The Marines become more alert because the area on screen is new, whereas the normal training areas are on familiar Camp Pendleton roads.
“My Marines know Camp Pendleton like the back of their hand,” Vanhorne said. “We’re fighting in Iraq and not Pendleton, so this is more geared to where we’re going.”
“Marines can really feel the situation and participate a lot more because there are actual objects to shoot and they will shoot back at you,” said retired Master Sgt. Randy Stevens, a field service representative and advisor for Lockheed Martin.
Each scenario is tweaked individually to that units select mission.
“We input the scenarios into the system that the unit commander tells us his Marines need to improve upon,” Stevens said.
This type of selective training gives Marines the training needed in much shorter time and in a more interactive way.
“A one day event here is like a week of training in the field,” Stevens said.
The platoon commander can view the convoy in the command center equally critiquing everyone during the exercise.
“I can see all four vehicles in the convoy instead of only seeing the one in front of me and relying on what the VCs said happened during the after-action report,” Vanhorne said.
The Marine Corps needed a way for Marines to train in real-life scenarios without real-life consequences made from mistakes, and the VCCT provides them with just that.
“The Marines pay for their mistakes in a real environment, but in a simulated one they can learn from it and try again,” Stevens said.

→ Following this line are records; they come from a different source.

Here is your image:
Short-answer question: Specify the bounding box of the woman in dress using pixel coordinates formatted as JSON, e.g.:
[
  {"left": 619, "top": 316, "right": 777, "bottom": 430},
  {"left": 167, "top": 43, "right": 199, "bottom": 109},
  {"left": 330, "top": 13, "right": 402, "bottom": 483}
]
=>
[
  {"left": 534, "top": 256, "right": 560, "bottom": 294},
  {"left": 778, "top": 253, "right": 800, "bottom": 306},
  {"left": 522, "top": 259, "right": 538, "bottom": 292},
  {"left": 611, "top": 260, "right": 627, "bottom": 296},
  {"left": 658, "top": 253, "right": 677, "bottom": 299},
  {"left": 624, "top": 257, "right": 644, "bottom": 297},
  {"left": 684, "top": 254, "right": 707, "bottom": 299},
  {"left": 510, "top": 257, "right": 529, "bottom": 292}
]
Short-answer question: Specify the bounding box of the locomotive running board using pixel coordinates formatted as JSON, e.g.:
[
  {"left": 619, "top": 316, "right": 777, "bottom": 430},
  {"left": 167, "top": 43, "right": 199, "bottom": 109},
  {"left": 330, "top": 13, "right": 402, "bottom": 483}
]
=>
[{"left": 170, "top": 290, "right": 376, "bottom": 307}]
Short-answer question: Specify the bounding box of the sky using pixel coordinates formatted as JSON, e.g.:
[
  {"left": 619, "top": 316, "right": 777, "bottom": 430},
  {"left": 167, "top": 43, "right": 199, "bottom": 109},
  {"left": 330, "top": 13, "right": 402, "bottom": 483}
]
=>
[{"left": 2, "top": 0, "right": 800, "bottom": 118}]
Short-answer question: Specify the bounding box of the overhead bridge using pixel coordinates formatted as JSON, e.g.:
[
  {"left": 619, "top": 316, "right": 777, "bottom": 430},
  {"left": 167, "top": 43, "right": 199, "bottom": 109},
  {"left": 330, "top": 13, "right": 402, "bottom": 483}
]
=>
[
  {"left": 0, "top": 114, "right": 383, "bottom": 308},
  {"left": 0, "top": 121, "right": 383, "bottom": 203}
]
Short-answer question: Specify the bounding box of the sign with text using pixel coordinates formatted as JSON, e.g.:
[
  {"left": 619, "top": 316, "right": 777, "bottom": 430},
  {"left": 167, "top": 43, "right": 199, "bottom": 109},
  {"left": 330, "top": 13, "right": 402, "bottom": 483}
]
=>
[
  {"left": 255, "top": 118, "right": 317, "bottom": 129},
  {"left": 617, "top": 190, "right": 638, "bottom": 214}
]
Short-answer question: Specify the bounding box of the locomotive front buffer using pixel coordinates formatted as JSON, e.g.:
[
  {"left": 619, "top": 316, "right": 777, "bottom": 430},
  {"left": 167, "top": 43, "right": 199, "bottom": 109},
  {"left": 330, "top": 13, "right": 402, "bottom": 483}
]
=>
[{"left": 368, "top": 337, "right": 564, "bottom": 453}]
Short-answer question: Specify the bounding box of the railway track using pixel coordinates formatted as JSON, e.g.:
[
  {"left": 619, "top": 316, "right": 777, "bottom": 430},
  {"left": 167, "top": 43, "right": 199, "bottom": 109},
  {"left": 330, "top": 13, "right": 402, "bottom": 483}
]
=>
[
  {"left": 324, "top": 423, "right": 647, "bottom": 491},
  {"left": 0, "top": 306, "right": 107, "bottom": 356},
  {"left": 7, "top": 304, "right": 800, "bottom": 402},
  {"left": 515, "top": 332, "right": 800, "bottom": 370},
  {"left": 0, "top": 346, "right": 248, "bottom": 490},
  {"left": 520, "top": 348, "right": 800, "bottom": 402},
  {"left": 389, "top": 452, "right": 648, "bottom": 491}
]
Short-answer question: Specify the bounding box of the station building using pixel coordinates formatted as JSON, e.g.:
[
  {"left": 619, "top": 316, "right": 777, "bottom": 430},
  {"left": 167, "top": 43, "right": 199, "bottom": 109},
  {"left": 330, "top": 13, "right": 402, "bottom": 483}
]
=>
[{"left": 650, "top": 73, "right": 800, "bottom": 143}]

Gunners and VCs agree this system works but for some, there is nothing as good as the real thing.
“It’s a great tool for leaders and gunners but for scouts and drivers, there’s no substitution for being on an actual road,” Vanhorne said.
The session ended with Vanhorne giving his Marines the after-action report explaining what mistakes were made during the convoy and how to fix those mistakes.
Every Marine walked away unscathed by the virtual IED explosion that day and the lessons learned will help convoys during their future deployment.